This sentiment is furthered by Hillary Coe, Chief Design and Marketing Officer at Vast, who previously helmed visual strategies for SpaceX’s human spaceflight for NASA’s Commercial Crew program. “It’s been scientifically proven that connecting people to natural environments—like gathering at a communal table to eat and having natural wood grains, or the circadian rhythm in the light cycles on the station—makes us feel comfortable and safe,” she tells Surface. Coe sees this sense of designing for feeling as a way of tethering space travelers back to Earth, and as a way of furthering their capabilities.

Courtesy of IWC

Evident in the designs for both the Pilot’s Venturer Vertical Drive and Haven-1 is a language that bridges science fiction and scientific fact. “Sometimes it’s easy to latch onto,” Coe explains. “I love that science fiction has informed so much of what aerospace has done and continues to do.” But, she adds, “I think it’s more about looking beyond the dystopian narratives, the tension that needs to happen when you are writing a film or a book, and ask ‘what is the future of humanity that we all want to see exist in space?’ That’s at the core of our design ethos.”

The Pilot’s Venturer Vertical Drive is a departure from previous aerospace watches in the IWC repertoire, like those from the Inspiration4 and Polaris Dawn human spaceflight missions, which were terrestrial watch adaptations. Here, “IWC did not just take an aviator’s watch and say, ‘how do we edit this, or morph this into something that can be used in space?’ They really took the approach from the ground up and asked, ‘what are the problems that this design can solve?’” Coe says. Though aesthetically and technologically futuristic, the Pilot’s Venturer Vertical Drive’s pared-back design is grounded in necessity.

Courtesy of IWC

“I’ve worked in this industry for quite some time, and especially on this commercial space station, I’ve come to realize and appreciate just how important the science and the research is,” Coe says. “That’s not necessarily something that designers always want to hear but it’s true. The kind of benefit that designing for space allows, the democratization of space, is that if I can design a space station that is useful for anyone—a scientist, a researcher, the average person—and they can be comfortable and feel like they can tackle a mission at hand, there is a greater benefit to life on Earth and our future in space.”

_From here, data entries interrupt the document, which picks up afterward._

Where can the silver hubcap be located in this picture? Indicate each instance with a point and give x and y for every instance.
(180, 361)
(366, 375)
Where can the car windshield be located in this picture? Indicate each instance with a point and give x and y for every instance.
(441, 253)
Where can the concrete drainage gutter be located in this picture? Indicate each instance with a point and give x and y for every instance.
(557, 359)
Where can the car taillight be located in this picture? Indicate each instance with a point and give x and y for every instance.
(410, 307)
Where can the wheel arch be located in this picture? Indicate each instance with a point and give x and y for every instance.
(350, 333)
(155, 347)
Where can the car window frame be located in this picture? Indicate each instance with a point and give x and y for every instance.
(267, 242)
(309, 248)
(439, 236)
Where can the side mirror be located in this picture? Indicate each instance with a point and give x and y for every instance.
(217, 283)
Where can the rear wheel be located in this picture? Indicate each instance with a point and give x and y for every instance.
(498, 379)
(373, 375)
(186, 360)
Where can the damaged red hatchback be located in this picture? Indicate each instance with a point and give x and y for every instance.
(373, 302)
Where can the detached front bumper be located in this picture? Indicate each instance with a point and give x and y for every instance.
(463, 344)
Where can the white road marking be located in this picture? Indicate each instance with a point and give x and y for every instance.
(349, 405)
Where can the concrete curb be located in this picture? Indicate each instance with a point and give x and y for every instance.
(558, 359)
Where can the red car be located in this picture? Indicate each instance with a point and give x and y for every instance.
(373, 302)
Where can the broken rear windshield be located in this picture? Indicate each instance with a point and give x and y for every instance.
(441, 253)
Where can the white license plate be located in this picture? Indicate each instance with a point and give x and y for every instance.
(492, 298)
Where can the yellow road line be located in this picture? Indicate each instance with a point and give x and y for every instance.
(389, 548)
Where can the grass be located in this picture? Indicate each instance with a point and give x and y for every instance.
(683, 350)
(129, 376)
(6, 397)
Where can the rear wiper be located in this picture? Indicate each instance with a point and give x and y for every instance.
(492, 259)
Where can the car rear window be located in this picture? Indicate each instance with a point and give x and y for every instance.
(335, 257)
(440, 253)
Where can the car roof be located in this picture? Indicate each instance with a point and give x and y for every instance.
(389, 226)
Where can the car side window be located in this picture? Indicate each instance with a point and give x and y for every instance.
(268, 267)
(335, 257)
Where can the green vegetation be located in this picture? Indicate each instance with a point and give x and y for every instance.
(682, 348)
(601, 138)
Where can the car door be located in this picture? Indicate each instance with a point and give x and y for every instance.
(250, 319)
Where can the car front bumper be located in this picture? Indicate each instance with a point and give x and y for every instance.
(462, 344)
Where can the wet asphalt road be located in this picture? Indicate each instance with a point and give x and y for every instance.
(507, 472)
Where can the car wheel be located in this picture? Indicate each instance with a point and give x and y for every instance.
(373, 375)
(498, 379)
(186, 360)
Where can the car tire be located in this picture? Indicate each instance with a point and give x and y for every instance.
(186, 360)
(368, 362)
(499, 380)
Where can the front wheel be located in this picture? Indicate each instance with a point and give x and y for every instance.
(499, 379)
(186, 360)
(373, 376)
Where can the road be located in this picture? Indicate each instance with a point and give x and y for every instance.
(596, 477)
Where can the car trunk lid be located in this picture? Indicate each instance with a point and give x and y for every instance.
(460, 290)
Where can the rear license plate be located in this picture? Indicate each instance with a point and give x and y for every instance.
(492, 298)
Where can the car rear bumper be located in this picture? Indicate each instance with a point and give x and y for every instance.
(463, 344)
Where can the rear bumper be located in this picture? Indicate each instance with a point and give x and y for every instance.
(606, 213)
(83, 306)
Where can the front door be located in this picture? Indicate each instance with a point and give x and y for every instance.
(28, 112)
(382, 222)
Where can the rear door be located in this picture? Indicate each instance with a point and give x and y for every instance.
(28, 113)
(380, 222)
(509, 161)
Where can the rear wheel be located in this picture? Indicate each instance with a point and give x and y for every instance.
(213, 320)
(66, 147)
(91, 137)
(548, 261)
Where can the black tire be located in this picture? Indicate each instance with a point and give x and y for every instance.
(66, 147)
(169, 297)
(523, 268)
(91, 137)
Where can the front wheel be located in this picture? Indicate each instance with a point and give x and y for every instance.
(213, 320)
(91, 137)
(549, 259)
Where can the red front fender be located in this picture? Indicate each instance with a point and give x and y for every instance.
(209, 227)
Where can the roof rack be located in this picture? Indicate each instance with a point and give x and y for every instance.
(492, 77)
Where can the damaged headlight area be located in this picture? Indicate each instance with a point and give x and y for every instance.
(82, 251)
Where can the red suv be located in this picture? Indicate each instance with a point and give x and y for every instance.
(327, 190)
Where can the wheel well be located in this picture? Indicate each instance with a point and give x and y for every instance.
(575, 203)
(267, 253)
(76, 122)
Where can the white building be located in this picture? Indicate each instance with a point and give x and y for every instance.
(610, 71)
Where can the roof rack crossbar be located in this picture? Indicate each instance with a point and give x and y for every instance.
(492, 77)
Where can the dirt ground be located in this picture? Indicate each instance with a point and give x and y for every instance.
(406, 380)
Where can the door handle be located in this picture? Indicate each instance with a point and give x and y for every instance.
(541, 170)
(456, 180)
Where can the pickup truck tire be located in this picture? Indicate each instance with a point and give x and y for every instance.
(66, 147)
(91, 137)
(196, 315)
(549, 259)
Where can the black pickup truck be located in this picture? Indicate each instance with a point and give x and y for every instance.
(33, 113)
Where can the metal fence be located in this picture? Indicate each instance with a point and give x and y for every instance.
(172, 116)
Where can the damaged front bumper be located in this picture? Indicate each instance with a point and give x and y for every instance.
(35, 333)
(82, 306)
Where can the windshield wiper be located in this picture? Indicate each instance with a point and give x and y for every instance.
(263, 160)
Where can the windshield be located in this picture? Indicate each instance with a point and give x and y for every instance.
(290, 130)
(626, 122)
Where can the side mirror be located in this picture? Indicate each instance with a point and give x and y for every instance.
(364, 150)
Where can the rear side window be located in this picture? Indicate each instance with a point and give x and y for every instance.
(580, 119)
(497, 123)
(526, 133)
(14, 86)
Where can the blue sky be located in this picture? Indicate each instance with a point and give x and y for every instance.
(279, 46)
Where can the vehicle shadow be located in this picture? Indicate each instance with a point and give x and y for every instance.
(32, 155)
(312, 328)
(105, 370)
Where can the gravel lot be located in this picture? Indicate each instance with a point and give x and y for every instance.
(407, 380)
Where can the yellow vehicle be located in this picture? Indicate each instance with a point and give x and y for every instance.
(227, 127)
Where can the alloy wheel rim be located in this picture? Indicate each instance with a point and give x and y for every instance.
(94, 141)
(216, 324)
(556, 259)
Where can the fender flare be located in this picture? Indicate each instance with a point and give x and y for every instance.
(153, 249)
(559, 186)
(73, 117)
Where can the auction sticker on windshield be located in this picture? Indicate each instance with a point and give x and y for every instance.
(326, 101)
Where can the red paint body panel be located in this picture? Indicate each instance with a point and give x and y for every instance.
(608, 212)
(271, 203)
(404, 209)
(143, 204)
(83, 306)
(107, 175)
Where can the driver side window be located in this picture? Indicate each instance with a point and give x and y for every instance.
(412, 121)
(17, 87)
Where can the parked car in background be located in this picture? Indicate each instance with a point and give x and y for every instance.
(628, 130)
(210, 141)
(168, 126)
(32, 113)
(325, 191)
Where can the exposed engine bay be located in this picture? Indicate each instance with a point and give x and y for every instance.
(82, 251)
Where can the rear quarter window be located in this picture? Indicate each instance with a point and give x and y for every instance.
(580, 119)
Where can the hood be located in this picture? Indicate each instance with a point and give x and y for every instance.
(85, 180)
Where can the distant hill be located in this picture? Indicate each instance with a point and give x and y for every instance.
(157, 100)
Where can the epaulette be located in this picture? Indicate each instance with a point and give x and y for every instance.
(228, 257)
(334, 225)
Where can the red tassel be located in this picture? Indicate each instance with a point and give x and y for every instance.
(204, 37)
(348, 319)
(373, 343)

Both Coe and Young return to the idea of Vast as a place that produces inspiration in addition to spacecraft. IWC’s Pilot’s Venturer Vertical Drive channels this methodology. “It embodies our vision of a modern space watch and carries IWC’s tool watch legacy into the 21st century,” says Christian Knoop, Creative Director at IWC Schaffhausen. And thanks to Vast’s stamp of technical approval, it will soon venture where few have gone before.